Die Staatsanwaltschaft Stade teilte auf Anfrage der F. mit, dass der Mann sich in seiner Einzelzelle mithilfe seines Sweatshirts stranguliert habe. -Artikel häufiger in Ihren Suchergebnissen sehen F.
bei Google bevorzugen Am Montagmorgen wurde er um 6. 05 Uhr von einem JVA-Mitarbeiter im Rahmen der sogenannten „Lebend- und Vollzähligkeitskontrolle“ leblos und bereits erkaltet aufgefunden. 24 Minuten später stellte der herbeigerufene Notarzt den Tod des Mannes fest.
Was Experten sagen
Haftbedingungen wurden schrittweise gelockertDie oppositionelle CDU-Fraktion fordert nun eine umfassende Aufklärung über den Vorfall im Niedersächsischen Landtag. Sie verweist dabei auf Medienberichte, dass der Mann bereits unmittelbar nach seiner Tat Suizidabsichten geäußert habe. Es sei „nicht erklärbar“, wie es dennoch zu dessen Suizid in staatlicher Obhut habe kommen können.
Das Justizministerium und die Staatsanwaltschaft nahmen am Mittwoch keine Stellung zu den Medienberichten über Suiziddrohungen des Tatverdächtigen. Ein Sprecher des Justizministeriums gab allerdings Auskunft über seine Haftbedingungen.
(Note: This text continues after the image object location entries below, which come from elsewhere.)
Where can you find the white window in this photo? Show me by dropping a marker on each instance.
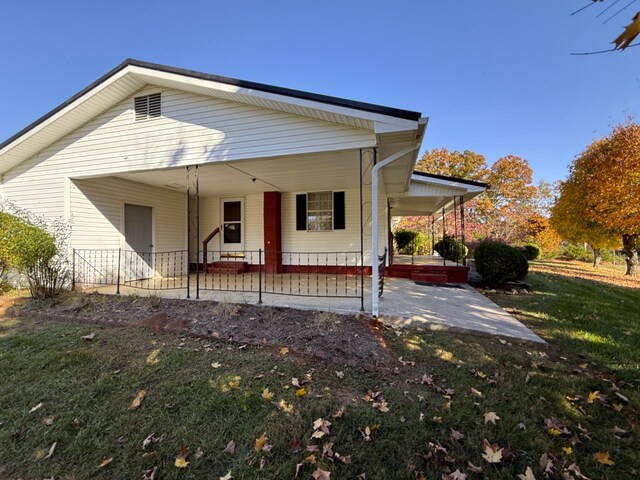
(149, 106)
(319, 211)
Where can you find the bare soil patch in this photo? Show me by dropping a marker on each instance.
(344, 339)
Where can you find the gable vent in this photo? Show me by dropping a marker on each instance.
(149, 106)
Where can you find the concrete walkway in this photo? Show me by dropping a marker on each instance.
(404, 303)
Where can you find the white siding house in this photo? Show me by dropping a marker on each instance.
(275, 170)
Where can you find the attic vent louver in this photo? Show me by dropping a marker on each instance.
(149, 106)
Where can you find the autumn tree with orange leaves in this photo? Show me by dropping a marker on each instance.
(569, 218)
(605, 184)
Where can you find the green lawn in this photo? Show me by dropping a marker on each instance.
(86, 388)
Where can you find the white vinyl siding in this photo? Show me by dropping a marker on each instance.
(193, 129)
(97, 218)
(337, 240)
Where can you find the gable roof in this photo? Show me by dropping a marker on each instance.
(132, 75)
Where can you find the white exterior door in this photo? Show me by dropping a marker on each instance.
(232, 231)
(138, 235)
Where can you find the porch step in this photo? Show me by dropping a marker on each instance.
(228, 267)
(429, 277)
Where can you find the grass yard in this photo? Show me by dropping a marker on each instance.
(570, 408)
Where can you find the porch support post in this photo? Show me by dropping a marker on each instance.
(444, 232)
(374, 222)
(361, 241)
(188, 233)
(197, 234)
(455, 223)
(464, 257)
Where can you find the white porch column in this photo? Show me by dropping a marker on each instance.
(374, 222)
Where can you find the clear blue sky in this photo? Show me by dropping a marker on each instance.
(494, 77)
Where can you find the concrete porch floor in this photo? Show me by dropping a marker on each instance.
(404, 303)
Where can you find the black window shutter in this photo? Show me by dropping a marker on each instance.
(338, 211)
(301, 211)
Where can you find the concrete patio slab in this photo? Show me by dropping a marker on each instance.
(404, 303)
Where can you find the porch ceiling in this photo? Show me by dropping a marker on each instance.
(316, 172)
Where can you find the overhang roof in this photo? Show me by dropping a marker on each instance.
(132, 75)
(428, 194)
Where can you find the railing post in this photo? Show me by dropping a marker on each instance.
(73, 270)
(118, 281)
(259, 275)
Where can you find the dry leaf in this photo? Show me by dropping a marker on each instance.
(457, 475)
(491, 417)
(320, 474)
(475, 392)
(603, 457)
(528, 475)
(230, 448)
(137, 401)
(150, 474)
(339, 412)
(492, 453)
(51, 450)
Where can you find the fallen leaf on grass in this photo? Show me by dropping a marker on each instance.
(234, 382)
(339, 413)
(230, 448)
(51, 450)
(603, 457)
(262, 445)
(181, 459)
(137, 401)
(491, 417)
(492, 453)
(528, 475)
(320, 474)
(284, 407)
(476, 393)
(457, 475)
(149, 474)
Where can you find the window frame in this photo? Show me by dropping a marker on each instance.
(324, 212)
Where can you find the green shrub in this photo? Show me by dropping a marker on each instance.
(34, 248)
(451, 249)
(530, 251)
(410, 242)
(498, 262)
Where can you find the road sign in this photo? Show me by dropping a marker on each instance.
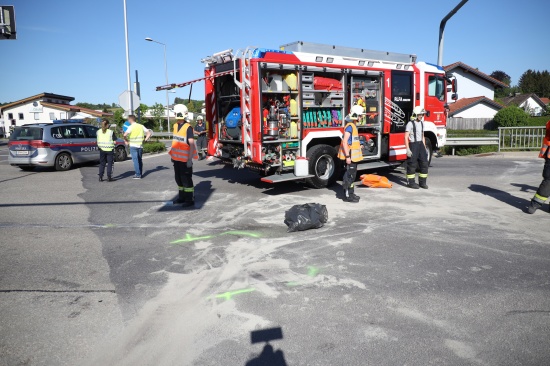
(124, 100)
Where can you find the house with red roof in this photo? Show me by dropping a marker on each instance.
(530, 103)
(475, 107)
(45, 108)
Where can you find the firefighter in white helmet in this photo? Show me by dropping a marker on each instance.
(182, 152)
(415, 141)
(350, 152)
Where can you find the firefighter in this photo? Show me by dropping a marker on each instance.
(416, 150)
(106, 143)
(543, 192)
(350, 152)
(183, 152)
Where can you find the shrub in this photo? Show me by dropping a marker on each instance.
(511, 116)
(149, 147)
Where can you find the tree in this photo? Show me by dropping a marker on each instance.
(506, 79)
(511, 116)
(501, 76)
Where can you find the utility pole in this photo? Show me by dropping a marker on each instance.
(442, 30)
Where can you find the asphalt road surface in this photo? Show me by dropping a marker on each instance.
(98, 273)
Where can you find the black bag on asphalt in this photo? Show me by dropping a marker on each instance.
(306, 216)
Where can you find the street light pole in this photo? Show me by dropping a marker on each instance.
(166, 74)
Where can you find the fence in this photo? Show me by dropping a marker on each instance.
(520, 138)
(470, 124)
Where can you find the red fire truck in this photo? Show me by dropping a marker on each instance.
(281, 112)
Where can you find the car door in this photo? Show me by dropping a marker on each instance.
(90, 143)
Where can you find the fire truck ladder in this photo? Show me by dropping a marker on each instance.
(245, 85)
(181, 85)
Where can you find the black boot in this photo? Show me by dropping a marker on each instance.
(412, 184)
(422, 183)
(180, 199)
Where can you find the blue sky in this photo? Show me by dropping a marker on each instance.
(77, 48)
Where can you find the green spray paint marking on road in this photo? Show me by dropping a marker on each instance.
(189, 238)
(312, 271)
(229, 294)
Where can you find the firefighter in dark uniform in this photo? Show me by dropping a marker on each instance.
(182, 152)
(544, 189)
(416, 150)
(350, 152)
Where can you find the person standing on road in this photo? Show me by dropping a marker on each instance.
(106, 144)
(135, 135)
(416, 150)
(350, 152)
(200, 131)
(543, 192)
(182, 152)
Als der mutmaßliche Täter am Tag nach den Todesschüssen von Stade in die JVA Bremervörde verlegt wurde, sei er dort zunächst in einen kameraüberwachten Haftraum ohne gefährdende Gegenstände gekommen und dort „rund um die Uhr und ununterbrochen“ im Blick behalten worden.
Dies sei die höchste Sicherheitsstufe in Gefängnissen, um Suizide zu verhindern. Für dieses Vorgehen gebe es ein standardisiertes Verfahren mit einem Formular, das auf dem neuesten Stand der Forschung sei. Der Justizvollzug berücksichtige dabei auch die Schwere des Tatvorwurfs und das familiäre Umfeld des Inhaftierten.
Das Thema zählt nun zu den wichtigsten Punkten der globalen Agenda.